4. Recurso especial conhecido em parte e, nessa parte, não provido.
(REsp 1126708/PB, Rel. Ministra ELIANA CALMON, SEGUNDA TURMA, julgado em 17/09/2009, DJe 25/09/2009)
Portanto, os autores detêm legitimidade para a propositura da presente ação coletiva.
1.3 - Legitimidade do Ministério Público Militar: ações coletivas
A legitimidade ativa do Ministério Público Militar, em litisconsórcio facultativo com o Ministério Público Federal, foi pronunciada pelo Juízo ad quem, embora ainda pendam recursos sobre a matéria nos Tribunais superiores.
Nesse norte, a questão ora resta superada, subsistindo a legitimação ativa do Ministério Público Militar no feito.
2 - MEDIDA LIMINAR
2.1 - Requisitos da medida de urgência
É sabido que, para o deferimento da antecipação dos efeitos da tutela jurisdicional, é mister que o Juiz se convença da verossimilhança da alegação, com base na prova inequívoca do direito do autor, além de se fazer necessária a presença do fundado receio de dano irreparável ou de difícil reparação, conforme dispõe o artigo 273, caput e inciso I, do CPC.
O deferimento de tutela antecipatória demanda, assim, a presença concomitante dos requisitos de verossimilhança das alegações e perigo de dano irreparável ou de difícil reparação, acaso não prestada de imediato a tutela pretendida pela parte.
Quanto ao primeiro requisito, é oportuno trazer à colação o ensinamento do eminente Ministro do STJ, Teori Albino Zavascki (grifei):
Atento, certamente, à gravidade do ato que opera restrições a direitos fundamentais, estabeleceu o legislador, como pressupostos genéricos, indispensáveis a qualquer das espécies de antecipação de tutela, que haja (a) prova inequívoca e (b) verossimilhança da alegação.
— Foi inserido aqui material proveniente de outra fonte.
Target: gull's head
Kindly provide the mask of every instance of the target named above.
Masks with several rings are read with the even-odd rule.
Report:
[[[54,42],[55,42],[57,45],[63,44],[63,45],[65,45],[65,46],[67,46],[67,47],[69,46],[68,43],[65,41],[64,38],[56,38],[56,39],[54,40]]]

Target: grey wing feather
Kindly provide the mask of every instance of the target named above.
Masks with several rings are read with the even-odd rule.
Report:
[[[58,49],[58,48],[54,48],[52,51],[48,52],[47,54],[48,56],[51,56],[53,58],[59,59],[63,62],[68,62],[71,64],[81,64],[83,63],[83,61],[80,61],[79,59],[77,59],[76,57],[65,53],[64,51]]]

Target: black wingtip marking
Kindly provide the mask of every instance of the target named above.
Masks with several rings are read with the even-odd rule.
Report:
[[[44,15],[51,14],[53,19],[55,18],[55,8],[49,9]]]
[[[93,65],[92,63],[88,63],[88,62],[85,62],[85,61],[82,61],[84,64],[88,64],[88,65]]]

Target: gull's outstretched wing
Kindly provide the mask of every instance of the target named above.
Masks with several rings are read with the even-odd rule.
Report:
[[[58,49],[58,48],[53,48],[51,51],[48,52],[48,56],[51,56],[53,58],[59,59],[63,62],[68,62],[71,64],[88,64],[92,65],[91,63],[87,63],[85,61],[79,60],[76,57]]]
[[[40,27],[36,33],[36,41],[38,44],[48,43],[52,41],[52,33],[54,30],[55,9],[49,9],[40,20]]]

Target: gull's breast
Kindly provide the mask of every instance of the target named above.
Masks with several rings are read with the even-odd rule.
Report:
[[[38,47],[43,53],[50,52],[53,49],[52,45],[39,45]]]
O "fumus boni iuris" deverá estar especialmente qualificado: exige-se que os fatos, examinados com base na prova já carreada, possam ser tidos como fatos certos. Em outras palavras: diferentemente do que ocorre no processo cautelar (onde há juízo de plausibilidade quanto ao direito e de probabilidade quanto aos fatos alegados), a antecipação da tutela de mérito supõe verossimilhança quanto ao fundamento de direito, que decorre de (relativa) certeza quanto à verdade dos fatos. (Antecipação da Tutela, p. 75/76, Saraiva, 1999, 2ª edição).
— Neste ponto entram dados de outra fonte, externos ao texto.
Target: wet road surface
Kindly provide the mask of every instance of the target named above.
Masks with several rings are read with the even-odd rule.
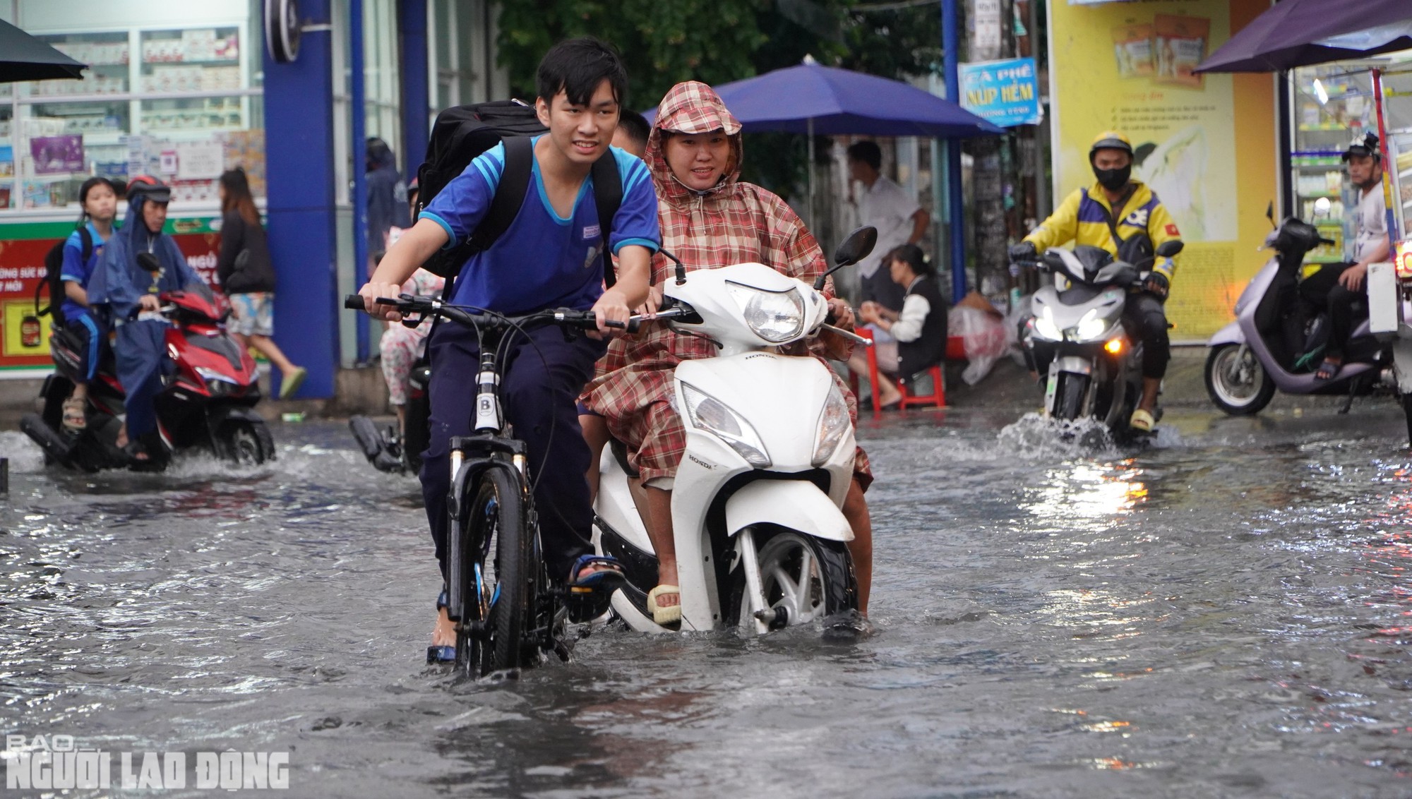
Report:
[[[873,637],[606,631],[490,683],[421,665],[418,487],[342,423],[162,476],[45,471],[3,432],[0,733],[288,751],[291,796],[1412,795],[1391,404],[1172,411],[1141,450],[1017,415],[860,431]]]

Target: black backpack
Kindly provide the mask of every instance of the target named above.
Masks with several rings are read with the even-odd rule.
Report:
[[[49,247],[49,251],[44,254],[44,280],[34,287],[34,315],[44,316],[45,313],[52,313],[55,319],[59,316],[59,306],[64,305],[64,246],[69,243],[69,237],[65,236],[59,239],[59,243]],[[80,263],[86,264],[93,256],[93,234],[88,232],[88,224],[79,226],[79,248],[82,254],[79,256]],[[40,295],[44,294],[45,287],[49,289],[49,304],[40,308]]]
[[[417,210],[425,209],[446,184],[460,175],[472,160],[504,143],[505,168],[500,175],[490,209],[474,232],[455,246],[432,256],[422,267],[448,278],[445,296],[450,296],[450,281],[462,264],[476,253],[489,248],[510,227],[530,189],[534,169],[534,148],[530,137],[546,133],[532,106],[520,100],[496,100],[470,106],[453,106],[436,114],[426,162],[417,169]],[[599,210],[603,236],[603,282],[616,282],[613,258],[607,253],[613,216],[623,205],[623,176],[618,175],[613,152],[604,152],[593,164],[593,199]]]

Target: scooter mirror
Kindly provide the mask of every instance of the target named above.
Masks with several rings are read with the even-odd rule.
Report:
[[[878,243],[878,229],[873,226],[863,226],[849,233],[849,237],[839,244],[839,248],[833,251],[833,268],[819,275],[813,281],[815,291],[823,291],[823,284],[829,275],[842,270],[843,267],[856,264],[863,258],[868,257],[873,247]]]

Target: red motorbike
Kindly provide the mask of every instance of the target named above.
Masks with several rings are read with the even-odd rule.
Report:
[[[25,414],[20,429],[40,445],[47,462],[83,471],[162,469],[172,453],[185,449],[205,449],[244,466],[274,459],[274,439],[254,411],[260,401],[256,364],[226,332],[223,320],[230,313],[226,299],[198,284],[162,292],[158,301],[169,325],[165,336],[169,363],[155,400],[164,446],[151,453],[151,460],[134,462],[116,443],[124,392],[107,347],[100,347],[103,354],[89,383],[86,428],[78,432],[64,428],[64,401],[80,374],[80,342],[62,325],[55,325],[49,337],[49,354],[58,370],[40,390],[41,412]]]

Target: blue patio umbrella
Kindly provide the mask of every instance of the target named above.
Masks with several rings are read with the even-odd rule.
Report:
[[[809,134],[810,164],[815,134],[967,138],[1005,133],[956,103],[901,80],[823,66],[808,56],[798,66],[722,83],[713,89],[747,133]],[[644,116],[652,121],[657,109]],[[813,222],[810,169],[809,224]]]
Com relação ao perigo de dano irreparável ou de difícil reparação, sua exegese deve ser feita não só à luz de situações de efetivo dano, mas, sim, aliada ao conceito de urgência na prestação jurisdicional. Nesse sentido, segue o ilustre jurista (grifei):
(...) o risco de dano irreparável ou de difícil reparação e que enseja a antecipação assecuratória é o risco concreto (e não o hipotético ou eventual), atual (ou seja, o que se apresenta iminente no curso do processo) e grave (vale dizer, o potencialmente apto a fazer perecer ou a prejudicar o direito afirmado pela parte). Se o risco, mesmo grave, não é iminente, não se justifica a antecipação de tutela. É conseqüência lógica do princípio da necessidade antes mencionado." (Teori Albino Zavascki, ob. cit., p. 77).
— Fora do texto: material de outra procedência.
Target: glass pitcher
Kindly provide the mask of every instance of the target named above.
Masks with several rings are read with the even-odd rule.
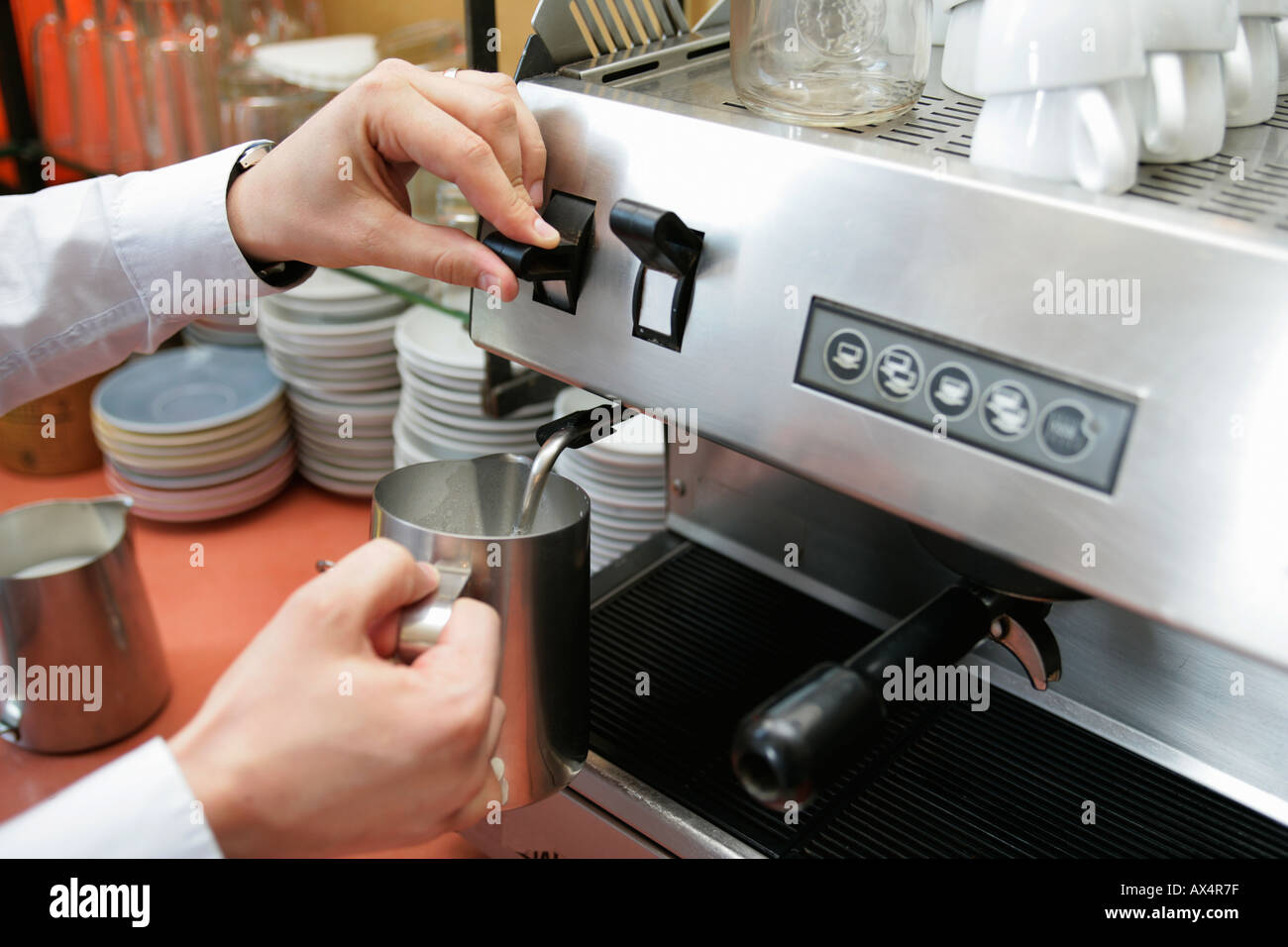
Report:
[[[931,0],[735,0],[733,84],[793,125],[876,125],[912,108],[930,71]]]

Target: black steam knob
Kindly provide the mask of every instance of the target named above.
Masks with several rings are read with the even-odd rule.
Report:
[[[559,231],[555,247],[520,244],[498,231],[484,237],[483,245],[516,277],[533,283],[536,301],[576,313],[595,241],[595,202],[555,191],[542,216]]]

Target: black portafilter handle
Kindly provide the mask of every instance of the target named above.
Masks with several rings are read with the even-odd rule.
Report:
[[[1023,613],[1024,626],[1009,612]],[[983,638],[1016,653],[1034,685],[1045,688],[1060,671],[1042,615],[1042,606],[967,582],[945,589],[844,664],[817,665],[747,714],[734,736],[734,773],[764,805],[805,805],[880,734],[886,667],[908,658],[917,666],[956,665]]]

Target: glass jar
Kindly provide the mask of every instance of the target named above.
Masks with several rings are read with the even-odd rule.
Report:
[[[793,125],[876,125],[912,108],[930,72],[931,0],[734,0],[733,84]]]

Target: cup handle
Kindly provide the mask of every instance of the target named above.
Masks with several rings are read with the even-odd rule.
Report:
[[[438,569],[438,591],[426,595],[402,609],[398,618],[398,660],[411,664],[429,651],[443,634],[456,599],[465,594],[470,584],[471,567],[468,562],[440,559],[434,563]]]
[[[1221,64],[1225,71],[1226,110],[1238,112],[1252,99],[1252,48],[1248,45],[1248,31],[1242,19],[1234,49],[1221,54]]]
[[[1113,106],[1100,89],[1078,93],[1077,112],[1091,142],[1091,153],[1074,147],[1073,171],[1087,191],[1121,192],[1131,187],[1135,166],[1130,164],[1127,142]]]
[[[1185,67],[1177,53],[1149,57],[1154,121],[1141,128],[1145,147],[1154,153],[1176,151],[1185,134]]]

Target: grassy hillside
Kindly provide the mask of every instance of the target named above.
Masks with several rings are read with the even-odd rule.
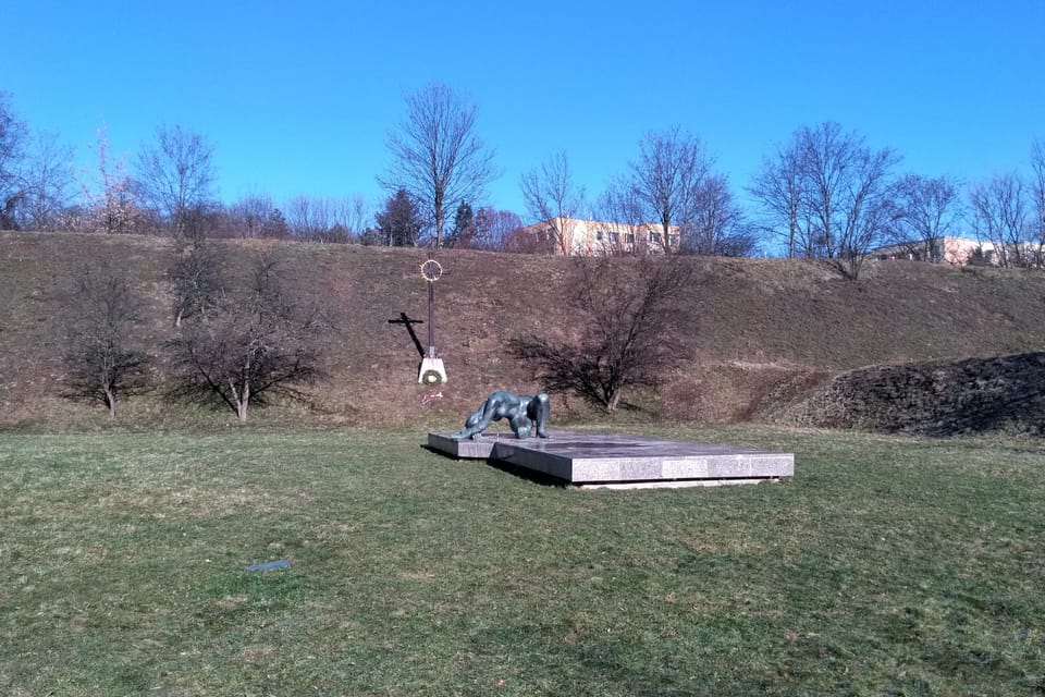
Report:
[[[508,339],[560,335],[577,326],[563,302],[568,259],[445,250],[437,289],[437,345],[448,382],[422,406],[419,356],[401,313],[422,319],[426,253],[297,243],[222,243],[248,260],[265,248],[284,272],[323,298],[339,327],[330,379],[316,386],[318,408],[275,405],[251,418],[396,425],[456,424],[489,392],[540,386],[505,354]],[[173,335],[164,271],[169,241],[153,237],[0,233],[0,426],[84,427],[104,411],[62,398],[65,321],[61,291],[77,265],[109,258],[125,266],[148,298],[144,341]],[[629,264],[622,260],[620,264]],[[876,364],[955,360],[1045,346],[1045,276],[962,270],[910,262],[870,265],[857,283],[825,265],[783,259],[687,260],[696,279],[687,302],[696,321],[686,341],[692,364],[655,392],[628,393],[637,408],[617,419],[762,419],[833,376]],[[427,328],[417,326],[421,341]],[[553,420],[604,418],[571,396],[553,394]],[[232,413],[171,405],[160,394],[122,405],[123,424],[222,424]]]

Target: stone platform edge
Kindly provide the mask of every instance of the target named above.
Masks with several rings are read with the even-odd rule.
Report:
[[[555,431],[551,440],[511,433],[454,440],[430,432],[428,447],[460,460],[491,460],[583,488],[653,488],[778,481],[795,456],[729,445]]]

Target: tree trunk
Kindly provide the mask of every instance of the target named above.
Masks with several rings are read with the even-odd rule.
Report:
[[[236,415],[241,421],[247,420],[247,406],[250,404],[250,386],[244,384],[239,399],[236,400]]]

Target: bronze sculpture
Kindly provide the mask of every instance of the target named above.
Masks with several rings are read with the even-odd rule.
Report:
[[[516,438],[529,438],[533,424],[537,424],[538,438],[551,438],[548,435],[548,394],[541,392],[534,396],[524,396],[514,392],[497,391],[487,398],[478,409],[465,421],[465,427],[451,436],[454,440],[471,438],[479,440],[482,431],[493,421],[508,419]]]

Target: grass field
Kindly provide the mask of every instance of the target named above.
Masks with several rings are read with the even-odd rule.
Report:
[[[417,431],[0,435],[0,693],[1045,693],[1042,441],[643,432],[796,477],[578,491]]]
Assim, a concessão da tutela antecipada, in casu, além da prova inequívoca do alegado (do que deriva a verossimilhança), pressupõe a demonstração do perigo nos parâmetros apontados acima.
Vale mencionar, ainda, que, em se tratando de ações civis públicas, a concessão de liminar encontra respaldo no art. 12 da Lei n. 7.347/85.
2.2 - Caso concreto
2.2.1 - Linhas introdutórias
Antes de adentrar no exame dos fatos, releva fixar, desde já, a função conferida às Forças Armadas pela Constituição Federal. Opta-se por tal ponto de partida em razão do princípio da supremacia da Constituição, segundo o qual o ápice do ordenamento jurídico é a Magna Carta, a cujas disposições todos devem submeter-se.
Nesse passo, transcreve-se o art. 142 da Constituição Federal:
Art. 142. As Forças Armadas, constituídas pela Marinha, pelo Exército e pela Aeronáutica, são instituições nacionais permanentes e regulares, organizadas com base na hierarquia e na disciplina, sob a autoridade suprema do Presidente da República, e destinam-se à defesa da Pátria, à garantia dos poderes constitucionais e, por iniciativa de qualquer destes, da lei e da ordem.
O texto é claríssimo no atinente à finalidade institucional das Forças Armadas: defesa da Pátria, garantia dos poderes constitucionais, da lei e da ordem. Perceba-se que, neste aspecto, a Constituição é taxativa, não permitindo, via de consequência, destinação diversa às Forças Armadas. Em verdade, conferir tratamento estrito às funções institucionais da Marinha, do Exército e da Aeronáutica significa garantir que as Forças Armadas não sejam empregadas para fins circunstanciais ou políticos.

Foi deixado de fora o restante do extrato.